I may work from home, set my own schedule, and do I what I love, but Mondays are still Mondays. Especially after a fun weekend that included seeing a play (“The Underpants,” adapted by Steve Martin), dining at two excellent restaurants (Kobe beef: yum! Lobster risotto: yum! Girly drinks: giddy!), celebrating a good friend’s birthday, shopping, art-walking through the Mt. Tabor neighborhood, and hanging out at a friend’s house with hot-buttered rums.
In fact, last night I told R- of the hot-buttered rums — and later a brandy Alexander — that I needed to get home at a decent hour because Sundays are school nights. (Didn’t happen.) It’s not effortless, this writing gig. I don’t get up every day panting like a puppy dog to get to the computer. I’m just like anyone else at the start of a work week: a bit grumpy and longing for one more day of weekend. But, I know that once I get started, I’m content (most of the time; I have my moments; this is one of them). It’s the getting started that’s tough.

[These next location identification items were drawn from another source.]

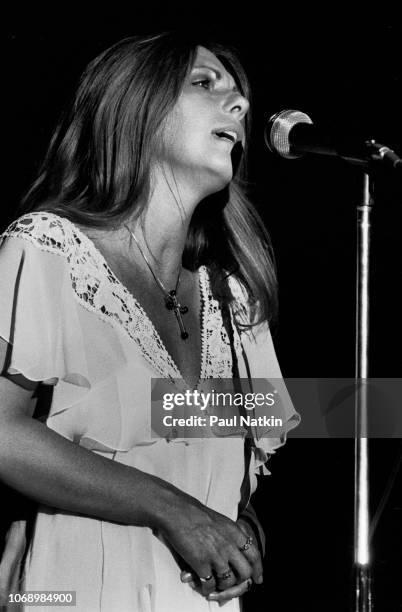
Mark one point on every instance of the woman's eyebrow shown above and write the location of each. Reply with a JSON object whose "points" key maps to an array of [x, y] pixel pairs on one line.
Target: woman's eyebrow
{"points": [[217, 72]]}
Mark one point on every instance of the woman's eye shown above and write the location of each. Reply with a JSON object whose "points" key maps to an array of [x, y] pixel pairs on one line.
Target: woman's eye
{"points": [[205, 83]]}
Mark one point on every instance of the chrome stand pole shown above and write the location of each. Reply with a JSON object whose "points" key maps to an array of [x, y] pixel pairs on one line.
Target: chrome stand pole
{"points": [[363, 600]]}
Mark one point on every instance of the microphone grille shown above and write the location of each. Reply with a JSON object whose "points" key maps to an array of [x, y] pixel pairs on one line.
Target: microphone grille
{"points": [[278, 130]]}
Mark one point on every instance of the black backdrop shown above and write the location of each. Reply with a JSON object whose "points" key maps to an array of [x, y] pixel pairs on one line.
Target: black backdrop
{"points": [[349, 77]]}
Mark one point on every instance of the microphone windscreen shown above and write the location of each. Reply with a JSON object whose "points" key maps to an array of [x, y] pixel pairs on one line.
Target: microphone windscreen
{"points": [[278, 130]]}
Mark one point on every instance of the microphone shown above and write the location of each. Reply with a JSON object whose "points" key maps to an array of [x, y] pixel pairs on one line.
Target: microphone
{"points": [[292, 134]]}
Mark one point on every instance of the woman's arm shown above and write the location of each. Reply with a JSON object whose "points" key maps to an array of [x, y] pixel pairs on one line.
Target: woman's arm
{"points": [[43, 465]]}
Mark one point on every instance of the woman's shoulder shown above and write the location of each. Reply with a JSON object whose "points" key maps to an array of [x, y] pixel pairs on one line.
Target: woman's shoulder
{"points": [[46, 230]]}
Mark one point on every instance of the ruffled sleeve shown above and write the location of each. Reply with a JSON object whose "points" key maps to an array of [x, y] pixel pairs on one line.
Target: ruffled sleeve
{"points": [[258, 363], [40, 319]]}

Or, like now, at 2:00 p.m., it’s the stick-to-it-iveness that’s tough. Sometimes the work goes so slowly, and I get antsy. Last week, I didn’t finish my regrouping work (Idea Basket post) so I feel like I’m behind. Behind what though?
It’s at times like these that I remember an essay that novelist Elizabeth George wrote called “The Halcyon Days” in which she described the pleasures of writing without publishing deadlines, scheduled appearances, and all the other time-consuming obligations that working novelists face. Right now, I can write as slowly and luxuriously as I want. I have to remind myself that this is a good thing. To quote Ms. George:
…I find myself frequently looking at my students and wanting to tell them to enjoy the halcyon days while they have them. Like everything else, they’ll come to an end.

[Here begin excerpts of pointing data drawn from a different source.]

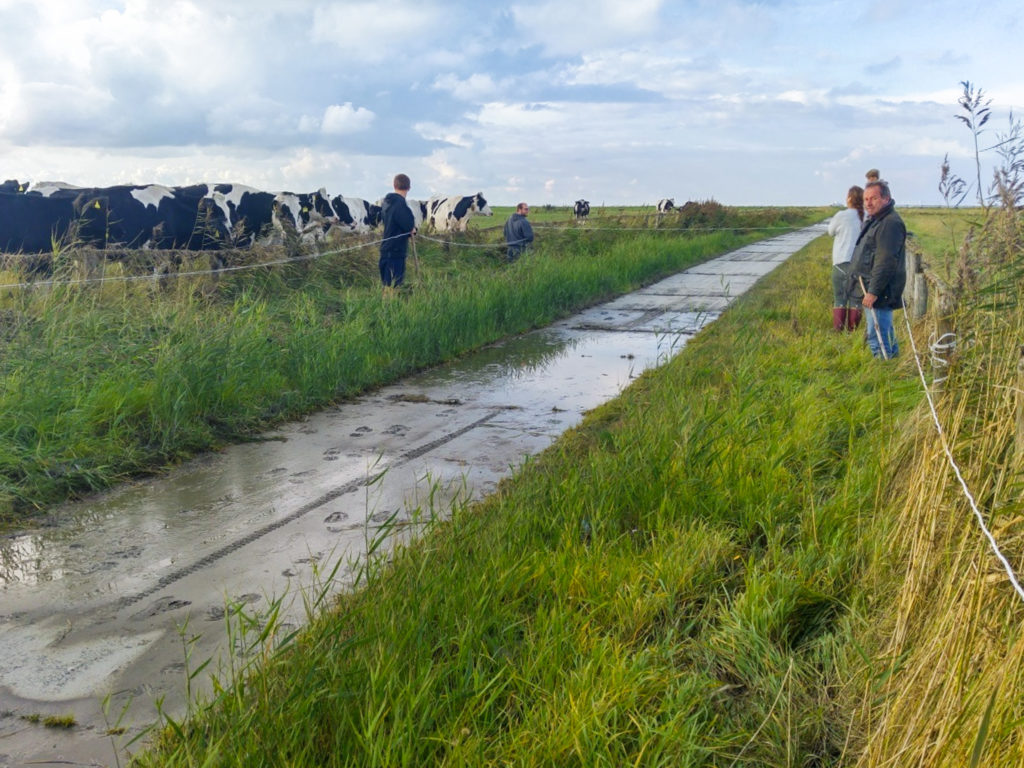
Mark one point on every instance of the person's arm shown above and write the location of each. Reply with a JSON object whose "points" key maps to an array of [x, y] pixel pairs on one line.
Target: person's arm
{"points": [[834, 224], [406, 220]]}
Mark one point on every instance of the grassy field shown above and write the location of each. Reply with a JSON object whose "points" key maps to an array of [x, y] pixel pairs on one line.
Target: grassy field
{"points": [[756, 556], [681, 581], [101, 381]]}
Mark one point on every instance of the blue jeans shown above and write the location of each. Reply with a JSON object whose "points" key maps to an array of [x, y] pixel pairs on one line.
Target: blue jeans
{"points": [[881, 322], [392, 269]]}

I try to remember to enjoy where I’m at; sometimes it’s hard, especially on a crabby Monday.
Right now, it’s raining so hard the roof gutter is overflowing. There’s a waterfall outside my window. The quaking aspen are extra wispy and droopy. Last week a wind storm defrocked them of their leaves. One gust blew dozens of leaves into my living room when I opened the sliding glass door. The leaves are still there, sad to say.
I suppose I should vacuum them. Right now might be perfect. And then maybe the rest of my apartment while I’m at it. Then a shower, then populate the fridge with groceries, then write a couple of condolence cards, then hunt down that recipe I’ll need for Thanksgiving…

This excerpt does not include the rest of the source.